The healthcare reform law is still alive and the squabbling surrounding it, too stupid to live yet too overwrought to die, is reanimated. Here I go, unable to resist the smell of brains, shambling back into the scrum with the rest. In my own defense, I work in the non-systematic system this law purports to reform. I also have something more constructive to mumble than “Brains, brains!”.
Just look at the objective of the law. Its primary aim is to finalize the conversion of the health insurance industry to a healthcare financing industry. In other words, to convert it from Lloyd’s of London to GMAC. This objective is very modest, as the industry is already two-thirds of the way there. Kaiser, with its souped-up HMO model, is almost all the way there. By finalizing this transformation for the whole insurance industry, the authors of the law hope to provide universal access to healthcare and control costs. These goals are not so lofty as they first appear. In fact, the second one may not be possible by legislative means at all.
We already have universal access, just not rational universal access. Call 911, and someone will come to help you without checking your credit rating or insurance status. Go to the clinic because you have symptoms of diabetes, and you will not get the same courtesy. You must wait for the ensuing heart attack or coma.
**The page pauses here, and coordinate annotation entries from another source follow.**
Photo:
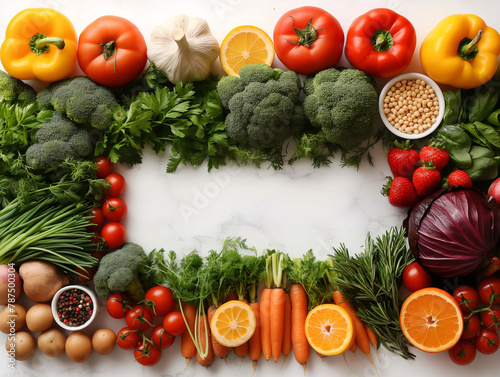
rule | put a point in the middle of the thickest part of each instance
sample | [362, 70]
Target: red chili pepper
[380, 42]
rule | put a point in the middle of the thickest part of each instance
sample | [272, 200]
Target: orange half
[431, 320]
[329, 329]
[244, 45]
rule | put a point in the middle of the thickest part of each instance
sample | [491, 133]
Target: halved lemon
[244, 45]
[431, 320]
[233, 323]
[329, 329]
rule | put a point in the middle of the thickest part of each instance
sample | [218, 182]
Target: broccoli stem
[40, 43]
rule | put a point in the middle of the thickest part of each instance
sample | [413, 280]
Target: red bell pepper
[380, 42]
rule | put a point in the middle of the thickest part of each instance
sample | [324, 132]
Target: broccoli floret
[15, 91]
[343, 104]
[264, 106]
[119, 272]
[56, 140]
[81, 100]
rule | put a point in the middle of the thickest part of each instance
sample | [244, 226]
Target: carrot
[254, 345]
[287, 328]
[188, 348]
[242, 350]
[219, 349]
[265, 322]
[298, 300]
[204, 342]
[361, 337]
[277, 315]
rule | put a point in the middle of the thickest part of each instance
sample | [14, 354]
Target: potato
[39, 317]
[78, 347]
[12, 316]
[52, 342]
[104, 341]
[41, 280]
[20, 345]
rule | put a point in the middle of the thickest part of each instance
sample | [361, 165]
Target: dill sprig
[371, 281]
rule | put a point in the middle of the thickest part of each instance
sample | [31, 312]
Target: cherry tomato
[104, 167]
[128, 338]
[174, 323]
[487, 287]
[116, 305]
[491, 319]
[97, 219]
[114, 234]
[112, 51]
[114, 209]
[319, 48]
[472, 324]
[161, 338]
[147, 354]
[467, 298]
[463, 353]
[161, 300]
[487, 342]
[415, 277]
[138, 318]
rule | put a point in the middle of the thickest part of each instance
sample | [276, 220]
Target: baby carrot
[265, 323]
[298, 300]
[277, 315]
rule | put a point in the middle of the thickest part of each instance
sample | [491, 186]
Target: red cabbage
[452, 231]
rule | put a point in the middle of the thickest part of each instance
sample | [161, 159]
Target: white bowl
[55, 299]
[412, 76]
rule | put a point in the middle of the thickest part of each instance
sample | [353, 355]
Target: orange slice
[233, 323]
[245, 45]
[431, 320]
[329, 329]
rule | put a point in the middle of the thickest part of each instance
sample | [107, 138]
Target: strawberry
[401, 192]
[402, 159]
[426, 179]
[459, 178]
[436, 153]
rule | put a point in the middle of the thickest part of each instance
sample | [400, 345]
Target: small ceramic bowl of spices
[74, 307]
[411, 105]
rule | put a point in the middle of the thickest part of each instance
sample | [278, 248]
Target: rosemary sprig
[371, 280]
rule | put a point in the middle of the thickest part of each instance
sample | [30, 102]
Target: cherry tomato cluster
[151, 325]
[481, 310]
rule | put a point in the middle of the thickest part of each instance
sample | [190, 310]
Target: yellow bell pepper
[39, 43]
[461, 51]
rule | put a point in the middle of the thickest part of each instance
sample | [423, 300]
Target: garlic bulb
[184, 48]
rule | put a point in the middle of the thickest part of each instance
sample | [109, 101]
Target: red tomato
[380, 42]
[138, 318]
[161, 300]
[117, 305]
[308, 39]
[112, 51]
[489, 289]
[114, 209]
[415, 277]
[161, 338]
[472, 324]
[104, 167]
[463, 353]
[491, 319]
[467, 298]
[487, 342]
[117, 183]
[147, 354]
[174, 323]
[127, 338]
[114, 234]
[97, 219]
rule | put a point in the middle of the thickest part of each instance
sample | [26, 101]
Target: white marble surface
[296, 209]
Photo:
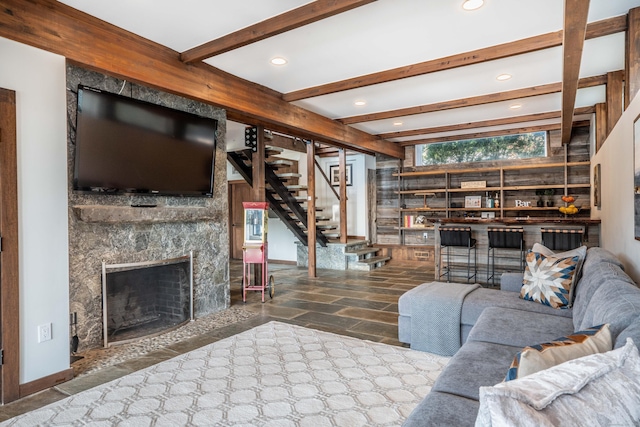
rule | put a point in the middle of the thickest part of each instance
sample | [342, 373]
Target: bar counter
[505, 259]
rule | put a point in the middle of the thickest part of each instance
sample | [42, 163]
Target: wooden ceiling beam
[473, 125]
[575, 28]
[95, 44]
[632, 62]
[456, 103]
[532, 44]
[495, 122]
[303, 15]
[473, 101]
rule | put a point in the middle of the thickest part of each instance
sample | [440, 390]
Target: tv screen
[127, 146]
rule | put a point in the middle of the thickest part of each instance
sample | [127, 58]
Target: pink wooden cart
[254, 250]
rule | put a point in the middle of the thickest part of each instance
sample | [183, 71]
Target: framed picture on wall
[334, 174]
[597, 188]
[636, 176]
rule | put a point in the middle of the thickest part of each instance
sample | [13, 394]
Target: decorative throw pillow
[581, 252]
[596, 390]
[549, 280]
[536, 358]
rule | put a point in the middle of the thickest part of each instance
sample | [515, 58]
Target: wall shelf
[440, 193]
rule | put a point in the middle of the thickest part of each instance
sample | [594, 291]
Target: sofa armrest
[511, 282]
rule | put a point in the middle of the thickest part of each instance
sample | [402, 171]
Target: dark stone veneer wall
[91, 243]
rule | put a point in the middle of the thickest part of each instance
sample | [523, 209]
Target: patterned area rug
[272, 375]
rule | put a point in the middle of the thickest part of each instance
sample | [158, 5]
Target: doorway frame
[9, 255]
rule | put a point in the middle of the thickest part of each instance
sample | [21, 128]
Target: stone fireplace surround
[105, 228]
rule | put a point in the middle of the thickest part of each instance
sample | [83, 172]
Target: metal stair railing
[239, 160]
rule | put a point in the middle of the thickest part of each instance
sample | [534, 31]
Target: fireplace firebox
[146, 298]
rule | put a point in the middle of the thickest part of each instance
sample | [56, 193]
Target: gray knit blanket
[435, 317]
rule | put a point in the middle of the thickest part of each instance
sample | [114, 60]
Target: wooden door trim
[9, 265]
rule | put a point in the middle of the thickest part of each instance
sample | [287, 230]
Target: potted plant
[549, 192]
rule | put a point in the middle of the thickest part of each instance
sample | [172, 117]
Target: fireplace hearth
[146, 298]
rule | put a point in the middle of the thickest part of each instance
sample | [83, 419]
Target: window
[508, 147]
Objections to universal access must start with what we already have, and I think these objections, since they have life and death implications, require some earnest gesture before they get serious consideration. I’d propose an opt out. If you think our polity should not concern itself with the physical well-being of its constituent individuals, please tattoo a Gadsden flag across your forehead. Then we can demand payment up front if we find you bleeding by the roadside or keeled over on the sidewalk, or we can simply choose to pass you by. Until you bear that mark, you won’t be taken seriously.
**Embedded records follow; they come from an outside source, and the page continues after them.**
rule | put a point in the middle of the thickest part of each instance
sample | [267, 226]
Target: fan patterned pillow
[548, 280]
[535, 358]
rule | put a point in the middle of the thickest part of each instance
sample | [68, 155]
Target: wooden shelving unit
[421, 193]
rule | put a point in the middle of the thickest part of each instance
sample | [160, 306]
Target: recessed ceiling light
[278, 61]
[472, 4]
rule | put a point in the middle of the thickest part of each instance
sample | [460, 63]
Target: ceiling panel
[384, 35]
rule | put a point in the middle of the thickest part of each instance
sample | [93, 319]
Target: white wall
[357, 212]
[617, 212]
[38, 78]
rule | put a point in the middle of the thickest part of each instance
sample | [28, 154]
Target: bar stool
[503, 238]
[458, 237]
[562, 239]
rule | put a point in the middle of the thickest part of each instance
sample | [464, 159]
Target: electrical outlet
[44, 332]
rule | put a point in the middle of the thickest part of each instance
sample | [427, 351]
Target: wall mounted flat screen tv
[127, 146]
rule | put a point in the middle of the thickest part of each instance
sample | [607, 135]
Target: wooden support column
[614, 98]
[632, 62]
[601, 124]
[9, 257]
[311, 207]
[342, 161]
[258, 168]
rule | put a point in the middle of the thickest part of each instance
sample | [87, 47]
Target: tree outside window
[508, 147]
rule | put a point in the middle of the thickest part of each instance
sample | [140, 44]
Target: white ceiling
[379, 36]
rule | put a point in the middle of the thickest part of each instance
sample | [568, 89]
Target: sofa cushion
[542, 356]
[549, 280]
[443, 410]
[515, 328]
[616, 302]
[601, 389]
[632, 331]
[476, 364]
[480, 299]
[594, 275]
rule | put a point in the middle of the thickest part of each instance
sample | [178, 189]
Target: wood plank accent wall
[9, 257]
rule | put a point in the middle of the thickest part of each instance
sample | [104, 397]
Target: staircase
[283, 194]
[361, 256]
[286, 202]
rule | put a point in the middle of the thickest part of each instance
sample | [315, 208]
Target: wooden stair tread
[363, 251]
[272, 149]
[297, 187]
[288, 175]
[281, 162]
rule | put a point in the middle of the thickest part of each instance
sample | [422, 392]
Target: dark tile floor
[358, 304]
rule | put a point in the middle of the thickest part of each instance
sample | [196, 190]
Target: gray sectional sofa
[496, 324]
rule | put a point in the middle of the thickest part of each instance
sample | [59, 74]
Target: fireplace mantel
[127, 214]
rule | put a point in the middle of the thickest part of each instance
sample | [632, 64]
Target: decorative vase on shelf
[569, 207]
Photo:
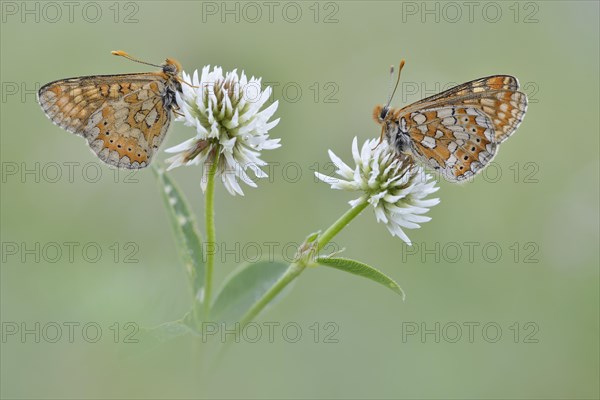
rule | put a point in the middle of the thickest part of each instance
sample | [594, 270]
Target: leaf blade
[363, 270]
[245, 286]
[187, 237]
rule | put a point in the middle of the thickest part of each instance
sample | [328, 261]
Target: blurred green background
[328, 63]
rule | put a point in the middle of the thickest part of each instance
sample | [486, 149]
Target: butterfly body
[124, 118]
[456, 132]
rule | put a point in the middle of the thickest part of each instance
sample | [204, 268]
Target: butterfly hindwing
[456, 140]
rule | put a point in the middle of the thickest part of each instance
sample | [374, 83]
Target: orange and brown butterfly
[124, 118]
[456, 132]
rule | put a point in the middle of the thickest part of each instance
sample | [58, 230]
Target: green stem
[297, 267]
[211, 236]
[338, 225]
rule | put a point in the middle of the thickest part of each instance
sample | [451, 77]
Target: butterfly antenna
[121, 53]
[397, 81]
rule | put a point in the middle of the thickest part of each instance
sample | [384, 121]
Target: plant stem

The legitimate objection regarding universal access relates to efficacy. Giving people financing, and thus access, doesn’t mean they will automatically access healthcare rationally. They will probably do a little better than they do now, but the cost control envisioned in the law depends on people doing a lot better at seeking care rationally. People probably won’t live up to that expectation.
Market forces are the problem. Efficient choices in healthcare are difficult. Even clear-cut problems often require some technical knowledge to allow for good decisions. For ill-defined problems, not even the experts can tell the consumer what he or she is buying. So, the consumer must make purchases based on emotional facts rather than physical facts.
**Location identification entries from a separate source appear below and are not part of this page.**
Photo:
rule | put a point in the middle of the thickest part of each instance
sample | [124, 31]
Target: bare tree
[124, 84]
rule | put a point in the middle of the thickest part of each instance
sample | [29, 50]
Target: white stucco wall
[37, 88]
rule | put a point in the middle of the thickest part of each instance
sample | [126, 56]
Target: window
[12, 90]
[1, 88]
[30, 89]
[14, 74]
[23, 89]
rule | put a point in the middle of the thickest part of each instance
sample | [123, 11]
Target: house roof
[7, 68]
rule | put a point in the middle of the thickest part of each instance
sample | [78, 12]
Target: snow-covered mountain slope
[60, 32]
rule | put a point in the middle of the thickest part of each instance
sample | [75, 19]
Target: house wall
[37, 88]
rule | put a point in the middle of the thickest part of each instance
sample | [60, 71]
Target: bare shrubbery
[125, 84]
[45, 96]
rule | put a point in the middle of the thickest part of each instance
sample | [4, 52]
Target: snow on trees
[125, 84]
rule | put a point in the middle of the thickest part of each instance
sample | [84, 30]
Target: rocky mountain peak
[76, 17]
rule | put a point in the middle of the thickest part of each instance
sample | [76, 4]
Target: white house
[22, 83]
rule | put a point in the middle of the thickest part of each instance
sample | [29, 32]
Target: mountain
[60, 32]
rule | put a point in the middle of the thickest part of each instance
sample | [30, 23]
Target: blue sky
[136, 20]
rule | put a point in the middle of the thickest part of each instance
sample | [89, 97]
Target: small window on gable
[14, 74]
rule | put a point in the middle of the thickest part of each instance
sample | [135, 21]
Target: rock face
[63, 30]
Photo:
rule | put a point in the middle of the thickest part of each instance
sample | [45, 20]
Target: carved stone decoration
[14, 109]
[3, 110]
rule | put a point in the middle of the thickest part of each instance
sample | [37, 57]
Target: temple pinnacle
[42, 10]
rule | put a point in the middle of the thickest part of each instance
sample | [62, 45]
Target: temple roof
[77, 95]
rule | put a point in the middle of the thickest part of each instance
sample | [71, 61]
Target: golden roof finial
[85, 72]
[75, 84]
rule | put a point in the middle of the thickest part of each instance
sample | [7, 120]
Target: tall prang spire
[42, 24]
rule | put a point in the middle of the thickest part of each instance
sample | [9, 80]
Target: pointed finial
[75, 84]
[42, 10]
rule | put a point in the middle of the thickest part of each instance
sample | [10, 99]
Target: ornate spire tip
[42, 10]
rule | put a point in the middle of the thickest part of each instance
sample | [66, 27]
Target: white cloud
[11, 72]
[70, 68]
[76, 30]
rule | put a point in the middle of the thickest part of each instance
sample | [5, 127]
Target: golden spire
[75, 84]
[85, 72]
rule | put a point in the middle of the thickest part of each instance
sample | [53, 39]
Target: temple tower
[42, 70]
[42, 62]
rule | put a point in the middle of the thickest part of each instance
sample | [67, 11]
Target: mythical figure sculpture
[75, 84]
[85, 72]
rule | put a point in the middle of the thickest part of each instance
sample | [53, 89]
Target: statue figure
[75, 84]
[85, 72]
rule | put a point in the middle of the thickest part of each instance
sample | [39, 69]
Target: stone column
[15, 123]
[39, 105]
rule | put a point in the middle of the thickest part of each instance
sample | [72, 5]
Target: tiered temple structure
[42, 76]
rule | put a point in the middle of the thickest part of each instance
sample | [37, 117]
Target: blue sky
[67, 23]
From the perspective of emotional facts, healthcare choices break down into two broad categories: care we care about and care we don’t care about. Care we care about is reassuring care and impressive care. Reassuring care is any care that addresses illness we fear, like cancer. Impressive care is care with visible, immediate, dramatic results, like open heart surgery. Care we don’t care about is public health and chronic care, especially if it is merely preventative.
Among these two sets of choices are tests and treatments that are expensive and effective, cheap and ineffective, expensive and ineffective, and cheap and effective. The market favors care we care about, without regard to those sub-categories. Allowing people to participate in the market alone won’t help control cost, for this reason.
Agency is necessary to sort care rationally, in the light of physical facts. Physicians have been the de facto agents up to this point, but they really haven’t wanted the job and therefore serve the role poorly. A financing company might be able to act as an agent, but would be limited to guiding choices among preexisting options.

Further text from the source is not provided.